Karl Otto Götz
Ohne Titel (9.5.1954)
1954
Mischtechnik auf Leinwand. 81 x 100 cm. Gerahmt. Signiert 'K. O. GÖTZ'. Rückseitig auf der Leinwand signiert und datiert 'K. O. GÖTZ 9.5.1954'. - Mit leichten Altersspuren.
Von den surrealistisch-abstrakten Figuren nach dem Vorbild von Max Ernst und Willi Baumeister, die sein Frühwerk prägen, gelangt Karl Otto Götz Anfang der 1950er Jahre zu einer eigenständigen, informellen Ausdrucksweise. Durch Verwendung einer sehr flüssigen Mischtechnik mit Kaseinfarben und der halbautomatischen Arbeitsweise der Surrealisten erreicht der Künstler eine völlig neue freie Bildfindung.
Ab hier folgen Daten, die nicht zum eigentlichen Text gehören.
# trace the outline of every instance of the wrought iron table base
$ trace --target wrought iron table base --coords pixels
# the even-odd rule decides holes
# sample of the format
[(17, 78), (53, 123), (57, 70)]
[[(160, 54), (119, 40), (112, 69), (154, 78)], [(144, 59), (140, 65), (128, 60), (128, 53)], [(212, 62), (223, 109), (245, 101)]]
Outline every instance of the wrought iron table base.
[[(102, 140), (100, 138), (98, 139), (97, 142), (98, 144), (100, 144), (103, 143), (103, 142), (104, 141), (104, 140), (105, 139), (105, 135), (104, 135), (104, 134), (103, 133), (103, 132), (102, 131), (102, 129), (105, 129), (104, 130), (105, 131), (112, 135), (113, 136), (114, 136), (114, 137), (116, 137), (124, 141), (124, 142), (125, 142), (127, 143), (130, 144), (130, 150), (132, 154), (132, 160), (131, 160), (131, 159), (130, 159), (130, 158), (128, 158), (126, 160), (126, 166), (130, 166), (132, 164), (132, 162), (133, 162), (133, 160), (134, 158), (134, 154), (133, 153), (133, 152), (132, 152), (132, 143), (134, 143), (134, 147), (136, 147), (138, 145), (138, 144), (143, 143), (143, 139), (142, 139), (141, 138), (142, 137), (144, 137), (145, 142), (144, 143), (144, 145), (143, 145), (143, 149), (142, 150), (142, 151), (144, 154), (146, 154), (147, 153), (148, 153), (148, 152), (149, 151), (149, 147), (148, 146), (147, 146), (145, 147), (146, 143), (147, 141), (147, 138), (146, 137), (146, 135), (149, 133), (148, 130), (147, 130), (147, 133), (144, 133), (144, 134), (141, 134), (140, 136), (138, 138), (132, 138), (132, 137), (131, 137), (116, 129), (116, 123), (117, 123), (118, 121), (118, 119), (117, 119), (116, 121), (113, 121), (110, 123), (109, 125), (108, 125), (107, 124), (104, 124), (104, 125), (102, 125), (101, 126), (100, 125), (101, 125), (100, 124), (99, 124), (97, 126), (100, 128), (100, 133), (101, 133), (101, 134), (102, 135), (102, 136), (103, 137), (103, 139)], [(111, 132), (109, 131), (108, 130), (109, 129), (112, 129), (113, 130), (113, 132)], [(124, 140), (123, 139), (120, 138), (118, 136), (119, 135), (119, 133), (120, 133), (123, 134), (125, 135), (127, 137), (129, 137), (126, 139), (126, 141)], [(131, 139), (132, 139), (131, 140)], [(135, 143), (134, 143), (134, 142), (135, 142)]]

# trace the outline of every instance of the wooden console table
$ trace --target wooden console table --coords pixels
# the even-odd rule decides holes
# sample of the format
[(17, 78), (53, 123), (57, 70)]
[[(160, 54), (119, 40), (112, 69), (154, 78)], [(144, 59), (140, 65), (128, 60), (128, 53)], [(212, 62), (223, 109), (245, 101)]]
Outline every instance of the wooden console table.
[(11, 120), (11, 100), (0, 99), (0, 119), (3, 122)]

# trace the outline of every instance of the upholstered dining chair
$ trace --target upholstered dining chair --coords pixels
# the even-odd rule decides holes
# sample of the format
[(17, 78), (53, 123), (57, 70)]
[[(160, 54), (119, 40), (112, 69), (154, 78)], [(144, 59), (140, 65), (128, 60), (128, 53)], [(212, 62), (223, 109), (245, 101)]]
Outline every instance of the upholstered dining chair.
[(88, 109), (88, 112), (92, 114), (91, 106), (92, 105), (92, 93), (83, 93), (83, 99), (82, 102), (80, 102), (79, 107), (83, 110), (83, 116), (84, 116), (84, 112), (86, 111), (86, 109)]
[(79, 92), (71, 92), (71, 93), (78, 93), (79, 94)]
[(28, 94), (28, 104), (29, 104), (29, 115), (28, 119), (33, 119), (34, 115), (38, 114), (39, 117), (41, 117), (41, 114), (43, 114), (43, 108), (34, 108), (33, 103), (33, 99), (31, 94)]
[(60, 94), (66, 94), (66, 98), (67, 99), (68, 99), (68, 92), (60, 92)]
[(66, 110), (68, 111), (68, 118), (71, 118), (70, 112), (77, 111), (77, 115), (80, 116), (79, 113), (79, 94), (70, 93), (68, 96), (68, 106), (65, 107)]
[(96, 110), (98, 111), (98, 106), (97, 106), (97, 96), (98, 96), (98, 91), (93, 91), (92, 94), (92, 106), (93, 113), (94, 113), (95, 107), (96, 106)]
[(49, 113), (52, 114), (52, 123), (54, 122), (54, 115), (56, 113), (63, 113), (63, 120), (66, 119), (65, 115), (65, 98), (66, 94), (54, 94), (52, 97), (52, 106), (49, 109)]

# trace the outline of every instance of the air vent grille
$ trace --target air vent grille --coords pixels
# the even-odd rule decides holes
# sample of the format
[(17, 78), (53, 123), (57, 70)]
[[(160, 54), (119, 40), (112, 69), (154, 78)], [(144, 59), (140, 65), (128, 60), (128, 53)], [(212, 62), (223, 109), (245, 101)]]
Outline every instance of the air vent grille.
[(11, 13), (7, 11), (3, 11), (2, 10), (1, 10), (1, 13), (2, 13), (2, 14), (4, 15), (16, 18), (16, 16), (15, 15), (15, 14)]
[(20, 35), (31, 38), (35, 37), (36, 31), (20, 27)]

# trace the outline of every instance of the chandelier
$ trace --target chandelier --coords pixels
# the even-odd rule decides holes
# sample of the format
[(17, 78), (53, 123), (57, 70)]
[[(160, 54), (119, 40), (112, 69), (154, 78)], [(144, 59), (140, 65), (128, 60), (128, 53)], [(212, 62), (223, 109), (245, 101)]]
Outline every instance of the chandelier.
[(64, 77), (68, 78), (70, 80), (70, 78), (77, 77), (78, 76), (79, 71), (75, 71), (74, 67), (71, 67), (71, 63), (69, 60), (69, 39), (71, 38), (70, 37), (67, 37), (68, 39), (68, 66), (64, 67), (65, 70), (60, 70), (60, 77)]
Das schnelle, gestische Arbeiten nach vorhergehender Meditation lässt autonome Geflechte aus Schwüngen, Schlieren und Tropfen entstehen, die Formen lösen sich auf, Zufall und Intuition bestimmen das Bild. Die ineinanderfließenden Pinsel- und Rakelspuren konservieren die atemlose Dynamik des Entstehungsprozesses, der Blick des Betrachters folgt unwillkürlich ihren rasanten Bewegungen. Die Arbeiten, die seit 1952 entstehen, besitzen trotz ihrer Transparenz und Vielschichtigkeit keinen definierten Bildvorder- oder -hintergrund mehr. Eine Raumwirkung wird von Götz ausdrücklich nicht angestrebt. Seine Kompositionen verweisen auf nichts als sich selbst und lassen dennoch an die Verbildlichung physikalischer Phänomene denken, an Luftströme, Flugbahnen, Verwirbelungen, Explosionen. Tatsächlich liegen den Werken seit 1954 verschiedene, schwer benennbare Bildschemata zugrunde, die das halbautomatische Arbeiten in bestimmte Richtungen lenken.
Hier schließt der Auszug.